Estimation of Response Expectation Bounds under Parametric P-Boxes by Combining Bayesian Global Optimization with Unscented Transform

Abstract

In engineering analysis, propagating parametric probability boxes (p-boxes) remains a challenge because a computationally expensive nested solution scheme is involved. To tackle this challenge, this paper proposes a novel optimization-integration method to propagate parametric probability boxes (p-boxes), mainly focusing on estimating the lower and upper bounds of structural response expectation for linear and moderately nonlinear problems. A model-based optimization scheme, named Bayesian global optimization, is first introduced to explore the space of distribution parameters.

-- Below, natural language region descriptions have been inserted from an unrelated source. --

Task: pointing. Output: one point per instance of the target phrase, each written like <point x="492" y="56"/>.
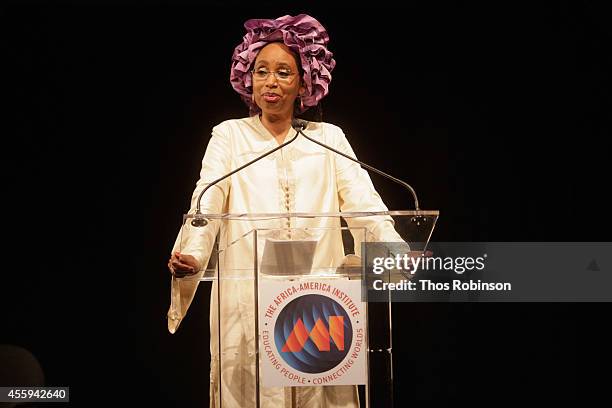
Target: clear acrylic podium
<point x="248" y="257"/>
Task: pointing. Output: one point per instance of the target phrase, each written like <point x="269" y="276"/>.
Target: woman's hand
<point x="182" y="265"/>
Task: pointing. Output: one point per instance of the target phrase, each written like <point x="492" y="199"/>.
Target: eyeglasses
<point x="282" y="75"/>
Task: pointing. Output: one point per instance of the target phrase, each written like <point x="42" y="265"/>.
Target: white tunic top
<point x="301" y="177"/>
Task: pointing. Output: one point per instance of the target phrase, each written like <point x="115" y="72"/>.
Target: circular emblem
<point x="313" y="333"/>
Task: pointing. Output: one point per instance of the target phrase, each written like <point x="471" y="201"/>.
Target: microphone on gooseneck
<point x="198" y="218"/>
<point x="300" y="124"/>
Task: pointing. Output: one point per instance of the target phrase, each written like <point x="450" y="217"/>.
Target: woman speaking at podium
<point x="282" y="68"/>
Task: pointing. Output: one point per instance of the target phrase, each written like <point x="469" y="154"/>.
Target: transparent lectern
<point x="289" y="324"/>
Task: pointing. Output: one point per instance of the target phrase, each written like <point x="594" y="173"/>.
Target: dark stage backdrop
<point x="497" y="115"/>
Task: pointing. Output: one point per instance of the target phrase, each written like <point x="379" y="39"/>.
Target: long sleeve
<point x="198" y="241"/>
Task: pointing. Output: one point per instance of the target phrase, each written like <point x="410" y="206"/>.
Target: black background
<point x="497" y="115"/>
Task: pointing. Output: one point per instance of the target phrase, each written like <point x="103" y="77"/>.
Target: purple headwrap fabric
<point x="302" y="34"/>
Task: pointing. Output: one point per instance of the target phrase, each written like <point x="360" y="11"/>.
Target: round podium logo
<point x="313" y="333"/>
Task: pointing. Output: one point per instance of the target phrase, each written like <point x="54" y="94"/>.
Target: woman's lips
<point x="269" y="97"/>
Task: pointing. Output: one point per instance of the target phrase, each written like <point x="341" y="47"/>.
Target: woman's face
<point x="276" y="93"/>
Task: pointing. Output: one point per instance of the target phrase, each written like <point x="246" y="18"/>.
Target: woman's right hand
<point x="181" y="265"/>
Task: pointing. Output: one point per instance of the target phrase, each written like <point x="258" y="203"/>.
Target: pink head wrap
<point x="302" y="34"/>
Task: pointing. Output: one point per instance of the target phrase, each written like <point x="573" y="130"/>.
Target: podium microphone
<point x="300" y="124"/>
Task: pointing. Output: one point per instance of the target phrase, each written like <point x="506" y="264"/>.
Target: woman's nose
<point x="271" y="80"/>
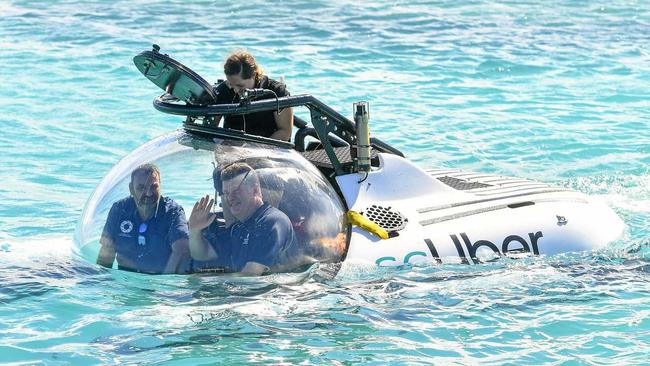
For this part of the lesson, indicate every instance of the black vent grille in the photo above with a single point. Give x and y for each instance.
(462, 185)
(388, 219)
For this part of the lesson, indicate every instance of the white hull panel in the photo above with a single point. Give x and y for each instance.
(456, 217)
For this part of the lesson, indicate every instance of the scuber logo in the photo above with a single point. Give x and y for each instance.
(126, 226)
(510, 244)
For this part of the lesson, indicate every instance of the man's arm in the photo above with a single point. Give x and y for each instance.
(284, 123)
(201, 218)
(279, 234)
(106, 255)
(180, 255)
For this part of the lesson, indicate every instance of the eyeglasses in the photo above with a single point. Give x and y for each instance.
(141, 230)
(228, 193)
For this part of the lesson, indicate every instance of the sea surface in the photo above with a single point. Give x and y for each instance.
(554, 91)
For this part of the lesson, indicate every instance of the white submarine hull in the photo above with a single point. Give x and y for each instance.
(448, 216)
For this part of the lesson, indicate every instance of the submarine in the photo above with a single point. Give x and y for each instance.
(350, 197)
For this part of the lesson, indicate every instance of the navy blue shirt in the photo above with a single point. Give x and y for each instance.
(150, 253)
(258, 123)
(266, 238)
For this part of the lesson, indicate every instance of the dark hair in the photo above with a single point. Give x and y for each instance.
(236, 169)
(244, 63)
(147, 169)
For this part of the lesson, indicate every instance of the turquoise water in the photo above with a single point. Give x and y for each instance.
(553, 91)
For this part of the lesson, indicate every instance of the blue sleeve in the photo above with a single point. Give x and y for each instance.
(178, 226)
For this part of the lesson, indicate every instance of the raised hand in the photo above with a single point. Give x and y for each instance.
(201, 216)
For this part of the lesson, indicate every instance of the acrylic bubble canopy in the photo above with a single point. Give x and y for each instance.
(187, 165)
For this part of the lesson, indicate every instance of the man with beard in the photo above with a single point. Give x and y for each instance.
(259, 240)
(146, 232)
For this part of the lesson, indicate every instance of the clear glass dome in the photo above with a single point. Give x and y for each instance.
(187, 165)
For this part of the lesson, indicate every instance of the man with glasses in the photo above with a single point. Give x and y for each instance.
(146, 232)
(256, 243)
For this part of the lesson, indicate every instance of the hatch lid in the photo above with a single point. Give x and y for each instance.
(174, 78)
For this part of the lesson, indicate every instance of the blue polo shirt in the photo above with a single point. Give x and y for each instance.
(266, 238)
(151, 254)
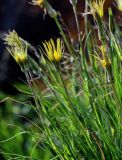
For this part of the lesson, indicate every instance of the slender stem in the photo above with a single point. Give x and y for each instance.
(63, 35)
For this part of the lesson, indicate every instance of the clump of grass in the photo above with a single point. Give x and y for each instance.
(80, 113)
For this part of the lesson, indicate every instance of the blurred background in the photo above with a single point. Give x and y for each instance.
(31, 24)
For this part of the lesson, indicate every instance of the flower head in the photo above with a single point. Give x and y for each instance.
(119, 3)
(38, 2)
(16, 47)
(54, 52)
(104, 60)
(97, 7)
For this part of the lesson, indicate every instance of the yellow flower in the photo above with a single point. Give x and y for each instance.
(19, 56)
(54, 52)
(16, 47)
(119, 3)
(97, 7)
(105, 60)
(38, 2)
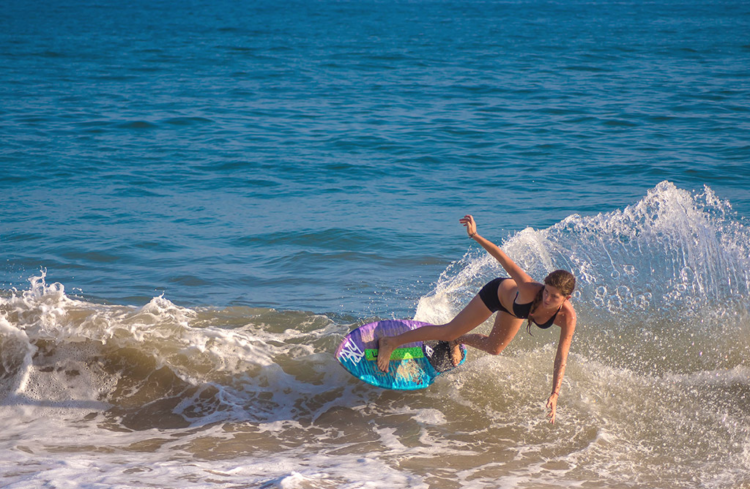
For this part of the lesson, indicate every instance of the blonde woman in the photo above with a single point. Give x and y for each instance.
(515, 298)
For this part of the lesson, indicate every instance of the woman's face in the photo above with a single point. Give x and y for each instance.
(552, 297)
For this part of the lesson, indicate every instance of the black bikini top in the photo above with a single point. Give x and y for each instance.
(523, 310)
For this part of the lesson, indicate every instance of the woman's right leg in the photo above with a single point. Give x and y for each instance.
(474, 314)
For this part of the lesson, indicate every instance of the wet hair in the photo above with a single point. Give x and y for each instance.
(562, 280)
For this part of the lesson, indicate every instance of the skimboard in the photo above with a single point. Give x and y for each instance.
(412, 366)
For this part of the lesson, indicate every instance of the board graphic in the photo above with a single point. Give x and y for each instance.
(412, 366)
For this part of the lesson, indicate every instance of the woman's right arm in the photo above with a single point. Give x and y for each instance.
(515, 272)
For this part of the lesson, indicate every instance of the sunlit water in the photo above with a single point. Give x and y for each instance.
(200, 200)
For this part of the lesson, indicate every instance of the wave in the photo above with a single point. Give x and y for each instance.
(662, 331)
(662, 284)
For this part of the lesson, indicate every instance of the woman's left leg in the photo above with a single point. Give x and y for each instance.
(474, 314)
(505, 329)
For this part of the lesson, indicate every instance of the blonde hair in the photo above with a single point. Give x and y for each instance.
(562, 280)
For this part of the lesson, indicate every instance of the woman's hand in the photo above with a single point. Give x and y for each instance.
(552, 406)
(471, 226)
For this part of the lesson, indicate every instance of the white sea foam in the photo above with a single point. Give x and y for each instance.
(654, 392)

Subsequently, an efficient numerical integration method, named unscented transform, is employed to estimate the response expectation with a given set of distribution parameters. Compared with existing optimization-integration methods, the proposed method has three advantages. First, the response expectation bounds are successively estimated, allowing for the reuse of samples generated from the lower-bound estimation in the upper-bound estimation. Second, the approximation error introduced by the numerical integration method is considered. Third, computational efficiency in both the optimization and integration processes is improved. Four applications are investigated to validate the effectiveness of the proposed method, showing its ability to balance computational efficiency and accuracy when evaluating response expectation bounds.